Sunday, February 12, 2012

A salute to MyMissourian

Clyde Bentley, a friend and professor at Missouri who was the guiding force behind one of the earliest citizen-journalism sites, MyMissourian, announced this week that the site was shutting down. Its content will be folded into the regular Missourian's From Readers section.

It's worth taking a moment not to mourn the passing, but to celebrate all it has represented and all the changes that have have come along in eight years so that, for the most part, we really don't debate anymore whether readers should have an extensive place at the journalism table - both as consumers and as producers of information.

True, there are still those moments of agonizing, but they are becoming rarer as everything from the Patches of the world to the Oakland Locals to the West Seattle Blogs to your city's and town's traditional media sites to about every place in between is taking advantage of people's ability to effortlessly share information.

As one of the original J-lab grantees, we followed not too far behind MyMissiourian with Hartsville Today, an experiment to see whether smaller papers could take advantage of community contributions at a time when most of the attention was focused on major metro areas.
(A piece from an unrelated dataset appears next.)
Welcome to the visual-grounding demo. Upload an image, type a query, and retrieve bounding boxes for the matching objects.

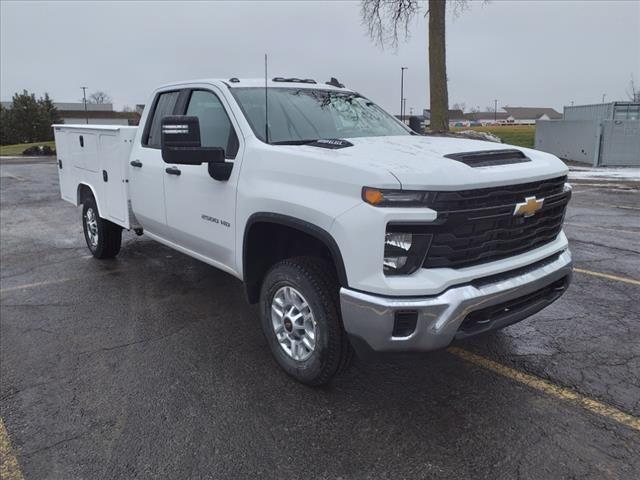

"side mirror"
[161,115,225,166]
[409,115,424,135]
It was to be a two-way experiment, giving a twice-weekly a chance to also reach its community more often and strengthen its readership ties.
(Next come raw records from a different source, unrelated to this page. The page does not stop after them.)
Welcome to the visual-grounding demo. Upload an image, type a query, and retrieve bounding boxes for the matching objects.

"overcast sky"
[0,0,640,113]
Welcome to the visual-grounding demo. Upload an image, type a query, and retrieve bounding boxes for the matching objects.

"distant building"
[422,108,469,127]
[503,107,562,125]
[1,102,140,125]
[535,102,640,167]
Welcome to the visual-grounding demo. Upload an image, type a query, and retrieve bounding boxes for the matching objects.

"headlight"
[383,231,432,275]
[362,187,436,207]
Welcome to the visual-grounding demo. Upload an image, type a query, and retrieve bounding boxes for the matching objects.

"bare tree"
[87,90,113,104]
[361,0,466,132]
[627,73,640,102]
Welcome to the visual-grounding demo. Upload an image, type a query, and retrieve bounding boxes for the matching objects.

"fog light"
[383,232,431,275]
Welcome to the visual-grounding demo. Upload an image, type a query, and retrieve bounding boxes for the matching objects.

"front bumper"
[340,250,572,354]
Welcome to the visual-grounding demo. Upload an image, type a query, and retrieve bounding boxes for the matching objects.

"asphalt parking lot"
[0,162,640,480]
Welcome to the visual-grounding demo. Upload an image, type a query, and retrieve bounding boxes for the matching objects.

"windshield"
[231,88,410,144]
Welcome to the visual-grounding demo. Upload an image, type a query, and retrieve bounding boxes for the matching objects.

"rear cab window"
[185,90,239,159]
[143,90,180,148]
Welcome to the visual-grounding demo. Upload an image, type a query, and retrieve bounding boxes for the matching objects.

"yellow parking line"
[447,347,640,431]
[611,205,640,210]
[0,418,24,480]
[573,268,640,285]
That site limps along, primarily because of a few dedicated people at the Messenger, as Media General gropes its way to wherever it will end up being. But we also learned a lot and wrote the first "cookbook" (PDF) for starting and running such a site.

But it was Bentley and his graduate students who led the way, not only probing many of the intricacies and, in those days, new and tough questions, but also producing valuable research from the effort.

So while MyMissourian will be another nameplate in history, it won't be forgotten, along with sites like Oh My News (which, unfortunately, has become a cesspool of malware on its English URL) and Northwest Voice, when we look back and assess this turbulent era. For that, we should all say thanks.